Горькая правда | страница 10
— От каторжный, — заметила сочувственно знахарка. — Нуте, нуте, так чем же, выходит, Харько был?
Старуха молчала.
— Мне это нужно, чтоб знать лучше хворобу, — подчеркнула знахарка. — Так чем же сын был?
— Кумедиянщиком, — проговорила едва слышно старуха.
— Кумедиянщиком?.. — всплеснула руками знахарка. — Так, значит, и тот пан был…
— Над кумедиянщиками кумедиянщик…
— Ну, и писал сын, как и что?
Долго молчала старуха, наконец с видимой болью произнесла, отрывая слова:
— Сначала часто… а потом реже… а дали… с год… перестал… Сколько было горя! — словно простонала она и припала к ногам своего сына.
В хате стало тихо, как в могиле. Только муха где-то уныло жужжала и билась в сетях паука.
Время шло. Вдруг больной приподнялся, конвульсивно повел головой и, взмахнув руками, рухнулся вновь на подушку. Мать и знахарка к нему бросились, но он уже спокойно, неподвижно лежал с открытыми глазами, не видя и не чувствуя, как склонилось над ним дорогое, искаженное мукой лицо.
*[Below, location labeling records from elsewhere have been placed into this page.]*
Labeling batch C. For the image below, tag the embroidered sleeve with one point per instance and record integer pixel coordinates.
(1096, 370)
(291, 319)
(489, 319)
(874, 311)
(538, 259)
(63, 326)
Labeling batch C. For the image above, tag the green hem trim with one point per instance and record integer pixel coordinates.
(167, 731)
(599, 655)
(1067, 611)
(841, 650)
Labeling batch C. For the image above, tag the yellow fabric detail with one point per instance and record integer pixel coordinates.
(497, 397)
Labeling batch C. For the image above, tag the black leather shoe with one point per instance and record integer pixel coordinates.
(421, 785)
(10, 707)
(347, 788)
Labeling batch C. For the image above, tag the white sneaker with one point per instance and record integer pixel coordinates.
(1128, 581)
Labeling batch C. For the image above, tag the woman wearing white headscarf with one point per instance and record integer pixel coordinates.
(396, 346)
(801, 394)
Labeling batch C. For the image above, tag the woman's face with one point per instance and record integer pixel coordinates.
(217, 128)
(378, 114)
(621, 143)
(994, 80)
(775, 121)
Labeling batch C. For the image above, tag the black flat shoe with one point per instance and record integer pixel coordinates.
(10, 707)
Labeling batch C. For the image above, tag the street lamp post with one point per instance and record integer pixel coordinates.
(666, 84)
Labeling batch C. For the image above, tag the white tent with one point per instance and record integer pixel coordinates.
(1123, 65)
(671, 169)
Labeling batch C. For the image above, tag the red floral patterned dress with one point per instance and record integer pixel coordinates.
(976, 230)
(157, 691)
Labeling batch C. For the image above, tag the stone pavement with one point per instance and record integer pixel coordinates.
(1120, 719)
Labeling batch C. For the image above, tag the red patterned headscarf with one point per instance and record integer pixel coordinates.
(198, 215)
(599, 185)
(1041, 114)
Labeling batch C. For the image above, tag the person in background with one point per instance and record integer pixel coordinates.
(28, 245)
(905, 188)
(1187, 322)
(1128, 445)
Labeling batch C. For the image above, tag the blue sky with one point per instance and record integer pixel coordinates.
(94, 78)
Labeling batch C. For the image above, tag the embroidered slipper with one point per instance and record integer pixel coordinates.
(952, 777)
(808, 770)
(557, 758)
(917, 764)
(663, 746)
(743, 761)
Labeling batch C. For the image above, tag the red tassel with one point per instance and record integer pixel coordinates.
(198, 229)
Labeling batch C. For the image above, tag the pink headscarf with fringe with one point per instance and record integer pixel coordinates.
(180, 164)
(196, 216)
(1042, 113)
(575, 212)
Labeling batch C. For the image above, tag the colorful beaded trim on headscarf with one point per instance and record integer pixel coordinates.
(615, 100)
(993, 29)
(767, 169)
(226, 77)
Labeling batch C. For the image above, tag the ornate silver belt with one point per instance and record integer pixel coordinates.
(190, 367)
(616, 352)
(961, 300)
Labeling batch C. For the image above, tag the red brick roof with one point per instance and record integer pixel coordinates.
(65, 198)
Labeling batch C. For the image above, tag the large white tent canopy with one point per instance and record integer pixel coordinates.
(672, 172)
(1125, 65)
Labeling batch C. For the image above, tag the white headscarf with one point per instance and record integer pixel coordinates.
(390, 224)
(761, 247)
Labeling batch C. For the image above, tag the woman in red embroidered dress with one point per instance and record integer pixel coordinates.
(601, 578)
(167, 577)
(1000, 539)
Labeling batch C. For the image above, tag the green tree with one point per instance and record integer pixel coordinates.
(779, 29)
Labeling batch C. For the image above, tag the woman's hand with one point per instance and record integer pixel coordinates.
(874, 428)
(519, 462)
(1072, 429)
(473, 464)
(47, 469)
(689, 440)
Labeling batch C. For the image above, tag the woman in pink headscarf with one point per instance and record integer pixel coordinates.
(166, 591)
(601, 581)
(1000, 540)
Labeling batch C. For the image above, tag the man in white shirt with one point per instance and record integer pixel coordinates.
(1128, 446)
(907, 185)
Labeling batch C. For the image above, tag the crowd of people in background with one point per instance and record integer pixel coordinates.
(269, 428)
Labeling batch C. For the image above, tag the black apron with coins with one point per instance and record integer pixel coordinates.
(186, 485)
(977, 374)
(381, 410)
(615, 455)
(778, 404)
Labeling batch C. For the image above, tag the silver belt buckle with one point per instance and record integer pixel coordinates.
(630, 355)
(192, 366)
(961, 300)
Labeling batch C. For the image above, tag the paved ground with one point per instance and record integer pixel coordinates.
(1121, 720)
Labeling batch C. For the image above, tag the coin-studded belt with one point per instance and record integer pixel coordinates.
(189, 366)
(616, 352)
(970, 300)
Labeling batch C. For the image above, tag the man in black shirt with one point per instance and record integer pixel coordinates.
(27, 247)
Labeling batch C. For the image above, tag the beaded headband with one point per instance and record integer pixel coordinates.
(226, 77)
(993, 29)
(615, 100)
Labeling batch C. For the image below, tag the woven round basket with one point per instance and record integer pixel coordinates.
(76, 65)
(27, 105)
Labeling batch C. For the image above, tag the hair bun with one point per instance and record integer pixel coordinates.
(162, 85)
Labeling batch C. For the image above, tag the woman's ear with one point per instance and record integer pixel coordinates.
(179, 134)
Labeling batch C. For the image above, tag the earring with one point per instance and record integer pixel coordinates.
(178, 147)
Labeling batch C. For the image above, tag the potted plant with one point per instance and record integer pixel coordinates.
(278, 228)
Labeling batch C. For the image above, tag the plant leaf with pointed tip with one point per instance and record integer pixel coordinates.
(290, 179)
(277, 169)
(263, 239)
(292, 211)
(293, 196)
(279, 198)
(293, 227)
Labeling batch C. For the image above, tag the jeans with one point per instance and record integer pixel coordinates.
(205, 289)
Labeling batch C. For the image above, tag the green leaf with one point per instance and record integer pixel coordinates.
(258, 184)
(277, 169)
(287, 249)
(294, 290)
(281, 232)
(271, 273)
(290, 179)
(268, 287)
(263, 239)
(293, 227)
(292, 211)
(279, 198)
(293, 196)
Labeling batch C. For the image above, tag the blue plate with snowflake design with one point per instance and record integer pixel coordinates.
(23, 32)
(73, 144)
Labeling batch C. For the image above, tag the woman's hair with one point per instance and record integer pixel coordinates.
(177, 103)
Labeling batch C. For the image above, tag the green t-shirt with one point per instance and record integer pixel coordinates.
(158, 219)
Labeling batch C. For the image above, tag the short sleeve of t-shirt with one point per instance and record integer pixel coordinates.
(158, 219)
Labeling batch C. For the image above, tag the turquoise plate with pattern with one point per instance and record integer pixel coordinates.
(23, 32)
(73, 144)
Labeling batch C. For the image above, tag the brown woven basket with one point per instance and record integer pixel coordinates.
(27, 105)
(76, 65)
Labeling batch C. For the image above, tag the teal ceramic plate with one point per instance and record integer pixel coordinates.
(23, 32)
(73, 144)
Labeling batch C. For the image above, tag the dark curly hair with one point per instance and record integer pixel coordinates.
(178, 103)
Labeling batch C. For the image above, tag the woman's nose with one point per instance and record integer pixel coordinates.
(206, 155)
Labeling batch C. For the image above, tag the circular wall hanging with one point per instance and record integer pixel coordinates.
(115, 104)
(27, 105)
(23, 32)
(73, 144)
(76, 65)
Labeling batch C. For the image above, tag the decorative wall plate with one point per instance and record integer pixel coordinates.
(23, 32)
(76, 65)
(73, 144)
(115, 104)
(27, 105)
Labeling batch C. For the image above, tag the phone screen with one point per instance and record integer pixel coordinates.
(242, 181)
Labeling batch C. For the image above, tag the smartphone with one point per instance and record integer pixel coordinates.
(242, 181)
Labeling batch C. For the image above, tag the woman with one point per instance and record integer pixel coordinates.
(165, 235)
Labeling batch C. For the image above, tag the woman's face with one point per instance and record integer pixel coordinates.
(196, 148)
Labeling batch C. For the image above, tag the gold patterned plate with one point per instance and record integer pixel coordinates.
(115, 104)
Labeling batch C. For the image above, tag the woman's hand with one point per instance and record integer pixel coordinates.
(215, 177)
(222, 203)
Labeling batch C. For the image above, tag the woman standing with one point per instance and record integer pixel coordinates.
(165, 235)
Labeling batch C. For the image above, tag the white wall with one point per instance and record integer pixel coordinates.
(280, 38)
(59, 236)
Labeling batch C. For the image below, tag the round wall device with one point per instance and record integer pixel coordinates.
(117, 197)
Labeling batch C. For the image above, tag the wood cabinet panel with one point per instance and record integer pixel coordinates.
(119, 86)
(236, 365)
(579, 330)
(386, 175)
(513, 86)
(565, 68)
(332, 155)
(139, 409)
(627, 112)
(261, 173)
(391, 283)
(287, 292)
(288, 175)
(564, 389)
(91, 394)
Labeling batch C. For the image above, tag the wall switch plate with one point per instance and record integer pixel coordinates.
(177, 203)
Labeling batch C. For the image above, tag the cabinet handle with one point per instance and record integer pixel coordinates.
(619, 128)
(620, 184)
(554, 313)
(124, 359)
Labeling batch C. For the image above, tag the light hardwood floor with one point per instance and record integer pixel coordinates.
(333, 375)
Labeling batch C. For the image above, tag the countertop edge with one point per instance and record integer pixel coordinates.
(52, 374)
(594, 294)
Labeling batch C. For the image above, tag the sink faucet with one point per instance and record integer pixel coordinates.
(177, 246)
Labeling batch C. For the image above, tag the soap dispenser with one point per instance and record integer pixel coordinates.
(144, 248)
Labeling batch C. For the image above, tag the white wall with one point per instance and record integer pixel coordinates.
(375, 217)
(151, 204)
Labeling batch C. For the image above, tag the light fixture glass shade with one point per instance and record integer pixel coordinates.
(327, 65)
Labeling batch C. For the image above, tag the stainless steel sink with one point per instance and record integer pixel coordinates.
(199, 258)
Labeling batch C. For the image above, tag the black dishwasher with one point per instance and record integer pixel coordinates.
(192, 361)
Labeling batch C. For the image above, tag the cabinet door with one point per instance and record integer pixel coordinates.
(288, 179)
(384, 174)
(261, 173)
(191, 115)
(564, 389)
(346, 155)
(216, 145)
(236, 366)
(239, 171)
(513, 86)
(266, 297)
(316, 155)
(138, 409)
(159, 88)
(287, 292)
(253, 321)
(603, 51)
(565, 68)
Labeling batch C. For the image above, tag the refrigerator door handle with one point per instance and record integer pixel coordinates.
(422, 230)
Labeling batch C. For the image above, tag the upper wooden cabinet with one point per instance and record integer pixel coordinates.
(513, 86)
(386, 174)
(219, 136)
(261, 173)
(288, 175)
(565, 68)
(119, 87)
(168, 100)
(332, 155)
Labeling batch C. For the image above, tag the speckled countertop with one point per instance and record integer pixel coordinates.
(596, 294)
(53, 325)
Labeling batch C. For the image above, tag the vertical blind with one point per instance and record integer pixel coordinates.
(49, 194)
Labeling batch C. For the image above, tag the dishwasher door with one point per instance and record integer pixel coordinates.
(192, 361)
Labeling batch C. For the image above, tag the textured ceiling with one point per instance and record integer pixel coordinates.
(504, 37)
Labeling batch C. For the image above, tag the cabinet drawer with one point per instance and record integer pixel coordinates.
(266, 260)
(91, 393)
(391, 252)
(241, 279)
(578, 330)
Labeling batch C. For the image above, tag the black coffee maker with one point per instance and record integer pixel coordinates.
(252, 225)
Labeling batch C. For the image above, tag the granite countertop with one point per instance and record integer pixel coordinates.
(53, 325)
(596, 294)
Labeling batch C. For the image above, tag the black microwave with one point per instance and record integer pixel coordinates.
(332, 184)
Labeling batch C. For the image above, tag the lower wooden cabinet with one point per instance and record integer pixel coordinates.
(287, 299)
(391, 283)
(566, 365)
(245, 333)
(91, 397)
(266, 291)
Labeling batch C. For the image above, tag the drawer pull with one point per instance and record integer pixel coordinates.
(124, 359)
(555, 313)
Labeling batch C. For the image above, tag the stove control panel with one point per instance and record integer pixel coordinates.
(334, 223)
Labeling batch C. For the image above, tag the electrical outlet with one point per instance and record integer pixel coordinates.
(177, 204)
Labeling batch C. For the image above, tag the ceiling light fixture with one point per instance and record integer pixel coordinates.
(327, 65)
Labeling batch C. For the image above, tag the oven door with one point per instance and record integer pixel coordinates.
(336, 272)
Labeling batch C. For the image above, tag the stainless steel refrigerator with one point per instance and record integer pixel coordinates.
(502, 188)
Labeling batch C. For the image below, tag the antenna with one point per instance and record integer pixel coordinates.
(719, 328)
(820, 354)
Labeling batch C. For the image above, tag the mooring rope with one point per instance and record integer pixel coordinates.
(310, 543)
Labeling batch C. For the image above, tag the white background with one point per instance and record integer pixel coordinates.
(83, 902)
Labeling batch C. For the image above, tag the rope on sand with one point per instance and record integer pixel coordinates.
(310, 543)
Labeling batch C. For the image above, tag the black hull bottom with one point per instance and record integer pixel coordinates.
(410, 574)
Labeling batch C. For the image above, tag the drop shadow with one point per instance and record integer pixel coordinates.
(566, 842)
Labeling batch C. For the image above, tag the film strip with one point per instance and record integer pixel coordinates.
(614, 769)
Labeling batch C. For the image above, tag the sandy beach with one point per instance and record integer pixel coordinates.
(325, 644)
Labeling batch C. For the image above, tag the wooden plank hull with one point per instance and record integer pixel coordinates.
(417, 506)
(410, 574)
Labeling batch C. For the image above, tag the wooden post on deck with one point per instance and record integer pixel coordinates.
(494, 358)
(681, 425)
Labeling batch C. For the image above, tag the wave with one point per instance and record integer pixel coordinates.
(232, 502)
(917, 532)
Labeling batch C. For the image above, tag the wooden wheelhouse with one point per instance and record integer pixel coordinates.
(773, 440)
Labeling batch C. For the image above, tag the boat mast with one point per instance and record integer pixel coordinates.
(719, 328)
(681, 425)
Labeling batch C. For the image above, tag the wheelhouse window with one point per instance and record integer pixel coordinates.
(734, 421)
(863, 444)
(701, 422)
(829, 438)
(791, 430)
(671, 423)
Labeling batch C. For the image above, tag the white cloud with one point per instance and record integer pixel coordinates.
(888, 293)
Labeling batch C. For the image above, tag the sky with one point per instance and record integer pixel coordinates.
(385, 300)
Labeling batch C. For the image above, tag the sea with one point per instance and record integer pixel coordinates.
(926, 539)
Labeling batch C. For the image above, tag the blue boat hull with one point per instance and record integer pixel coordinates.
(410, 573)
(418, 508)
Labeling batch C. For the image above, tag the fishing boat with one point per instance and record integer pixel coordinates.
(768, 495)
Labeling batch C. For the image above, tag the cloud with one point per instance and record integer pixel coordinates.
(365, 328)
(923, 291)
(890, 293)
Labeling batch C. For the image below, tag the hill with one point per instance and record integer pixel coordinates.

Неслышно отворилась дверь, и появившаяся на пороге Ликера объявила, что шаплык стоит уже в сенях.
— Вот и гаразд, — засуетилась знахарка, — хворый успокоился, заснул, а ему скорее приготовим купель, так он и очнется; пусть дивчина посидит тут, посторожит, а мы, пани-матко, пойдем с вами готовить окроп: нужно, нужно проветриться, силы-то ваши и для него пригодятся.
Безмолвно поднялась Устя, перекрестила сына и, как приговоренная к смерти, вышла из хаты.
Вошла Ликера, придерживая рукой фартук, и остановилась у столба; час тому назад она видела на этом самом полу бесчувственно лежавшего своего нежно любимого друга и присмотрелась уже было к этому изможденному лицу, таившему в холодном выражении какой-то бессильный упрек, но теперь оно показалось ей еще мертвее, еще ужаснее. Косые лучи заходившего солнца падали алым пятном на стену и, отражаясь от нее, обливали розовым отблеском лицо лежавшего навзничь Харька, но эти лучи не только не оживляли тона лица, а, напротив, придавали ему зеленый оттенок; вырезавшийся отчетливо профиль с резкими тенями на виске, на впадинах щеки и глаза с стекловидным белком, полуоткрытый рот, обнаживший верхние зубы до оскалины, — все это придавало голове Харька вид недотлевшего черепа. Ликера взглянула на этот потрясающий образ, и ужас оцепенил ее холодом, раскрыв широко ей глаза; она схватилась руками за голову, отшатнулась назад и оперлась об столб. Не будь его, она бы, наверно, упала. При этом движении фартук развернулся и из него посыпались к ее ногам цветы — гвоздики, оксамытки, зирочки, васильки да зеленые листья канупера и любистка. Стройная, несколько худая фигура девушки с приподнятыми руками, с опрокинутой назад головой, освещенная с тылу заревом заката, была в это мгновение, среди груды цветов, необычно эффектна: бледное, симпатичное лицо ее от опавших на него прядей черных с вороньим отливом волос выглядело еще бледней; на нем резко выделялись томные, оправленные в черные овалы глаза, казавшиеся на бледном тоне лица непомерно большими. Вся фигура девушки, застывшая в ужасе, напоминала собой статую Ниобеи.